Le pronostic est souvent réservé et dépend :
de l’importance de la compression et de sa durée : les complications génitosphinctériennes exposent à des séquelles graves et invalidantes. L’impact socioprofessionnel ne doit pas être négligé ;
de l’étiologie : le pronostic des schwannomes et celui du canal lombaire rétréci sont bons, alors que le pronostic est défavorable dans le cadre des tumeurs malignes vertébrales.
Enfin, comme chez tout patient alité ayant un déficit neurologique, les complications de décubitus peuvent mettre en jeu le pronostic vital (infection, thrombose veineuse profonde).

IX Conclusion

Le diagnostic d’un syndrome de la queue de cheval est avant tout clinique et repose sur la démonstration d’un syndrome polyradiculaire au niveau des racines lombosacrées, associant troubles sensitifs et moteurs, abolition des réflexes ostéotendineux, troubles génitosphinctériens et absence de signes centraux. Il s’agit d’une urgence diagnostique et neurochirurgicale qui doit faire prescrire une IRM de première intention. La détection d’une rétention d’urine est capitale dans la prise en charge de ces patients, dont le pronostic dépend de la rapidité du traitement et de l’étiologie.


Points clés

Clinique

  • Le syndrome de la queue de cheval est un diagnostic clinique.
  • Il s’agit d’un syndrome neurogène périphérique pluriradiculaire (entre L2 et S5) associé à des troubles sphinctériens.
  • Tout syndrome déficitaire sensitif des membres inférieurs remontant jusqu’au périnée, est jusqu’à preuve du contraire un syndrome de la queue de cheval, surtout s’il existe des troubles génitosphinctériens associés.
  • Toujours rechercher une rétention d’urine. Le cas échéant, ne pas oublier de réaliser un sondage vésical !
  • Les signes centraux (ROT vifs, signe de Babinski) doivent être recherchés et sont absents dans le syndrome de la queue de cheval.

Imagerie

  • L’IRM (remontant jusqu’au cône terminal) est l’examen de première intention à pratiquer en urgence.
  • Les causes sont des compressions des racines spinales de la queue de cheval qui peuvent être intra- ou extradurales.
  • Les causes les plus fréquentes sont dégénératives (hernie discale, décompensation de sténose arthrosique lombaire), tumorales, infectieuses ou liées à un hématome épidural ou intradural.

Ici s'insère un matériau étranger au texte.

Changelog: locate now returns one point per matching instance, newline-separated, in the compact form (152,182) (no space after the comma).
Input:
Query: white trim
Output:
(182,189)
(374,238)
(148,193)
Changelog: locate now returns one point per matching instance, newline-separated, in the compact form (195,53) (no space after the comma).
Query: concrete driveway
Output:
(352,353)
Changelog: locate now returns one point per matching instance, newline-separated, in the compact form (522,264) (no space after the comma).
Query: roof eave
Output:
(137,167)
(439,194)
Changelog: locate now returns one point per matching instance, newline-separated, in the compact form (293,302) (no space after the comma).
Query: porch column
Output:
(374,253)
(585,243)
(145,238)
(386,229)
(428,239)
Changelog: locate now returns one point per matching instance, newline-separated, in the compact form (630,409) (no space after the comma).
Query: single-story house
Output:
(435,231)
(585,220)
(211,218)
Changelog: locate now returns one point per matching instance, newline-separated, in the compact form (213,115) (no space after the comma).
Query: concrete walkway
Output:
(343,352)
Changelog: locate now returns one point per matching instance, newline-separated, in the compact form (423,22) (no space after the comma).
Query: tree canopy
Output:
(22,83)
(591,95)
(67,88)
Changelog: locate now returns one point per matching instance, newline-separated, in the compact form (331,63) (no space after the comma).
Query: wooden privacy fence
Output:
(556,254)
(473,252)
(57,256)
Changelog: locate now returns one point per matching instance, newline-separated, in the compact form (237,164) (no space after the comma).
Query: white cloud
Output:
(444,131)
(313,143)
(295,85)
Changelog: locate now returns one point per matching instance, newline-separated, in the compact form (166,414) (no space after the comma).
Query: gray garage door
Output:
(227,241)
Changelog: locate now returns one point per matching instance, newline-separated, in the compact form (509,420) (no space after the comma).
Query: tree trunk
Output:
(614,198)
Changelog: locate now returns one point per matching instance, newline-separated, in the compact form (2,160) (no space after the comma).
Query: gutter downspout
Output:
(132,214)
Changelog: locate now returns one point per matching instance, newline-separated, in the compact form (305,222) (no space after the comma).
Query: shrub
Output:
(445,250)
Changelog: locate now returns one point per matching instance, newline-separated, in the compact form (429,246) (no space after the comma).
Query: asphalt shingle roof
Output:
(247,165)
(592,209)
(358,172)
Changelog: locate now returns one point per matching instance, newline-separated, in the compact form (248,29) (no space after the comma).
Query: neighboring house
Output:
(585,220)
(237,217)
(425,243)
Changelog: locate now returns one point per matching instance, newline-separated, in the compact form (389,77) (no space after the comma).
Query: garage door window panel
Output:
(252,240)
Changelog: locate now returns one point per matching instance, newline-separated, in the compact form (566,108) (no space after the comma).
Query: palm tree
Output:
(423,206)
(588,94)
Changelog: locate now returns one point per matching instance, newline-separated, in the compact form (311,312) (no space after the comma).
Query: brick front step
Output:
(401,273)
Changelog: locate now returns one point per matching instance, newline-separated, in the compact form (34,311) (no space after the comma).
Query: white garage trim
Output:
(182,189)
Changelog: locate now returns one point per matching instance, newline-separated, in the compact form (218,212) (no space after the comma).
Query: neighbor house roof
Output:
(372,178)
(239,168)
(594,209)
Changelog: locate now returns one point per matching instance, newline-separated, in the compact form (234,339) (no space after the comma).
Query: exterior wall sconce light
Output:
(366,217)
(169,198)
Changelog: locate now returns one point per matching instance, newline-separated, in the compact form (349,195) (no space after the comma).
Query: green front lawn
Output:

Prise en charge thérapeutique

  • Le syndrome de la queue de cheval est une urgence neurochirurgicale.
  • En fonction de l’étiologie, ne pas oublier les traitements complémentaires à la chirurgie (antibiotiques si infection, RCP oncologie si métastase, etc.).
  • L’évaluation et la prise en charge en rééducation font partie du parcours du patient.
  • La récupération est incertaine (surtout en ce qui concerne les fonctions génitosphinctériennes). Le délai de prise en charge et le statut neurologique préopératoire sont des éléments pronostiques forts.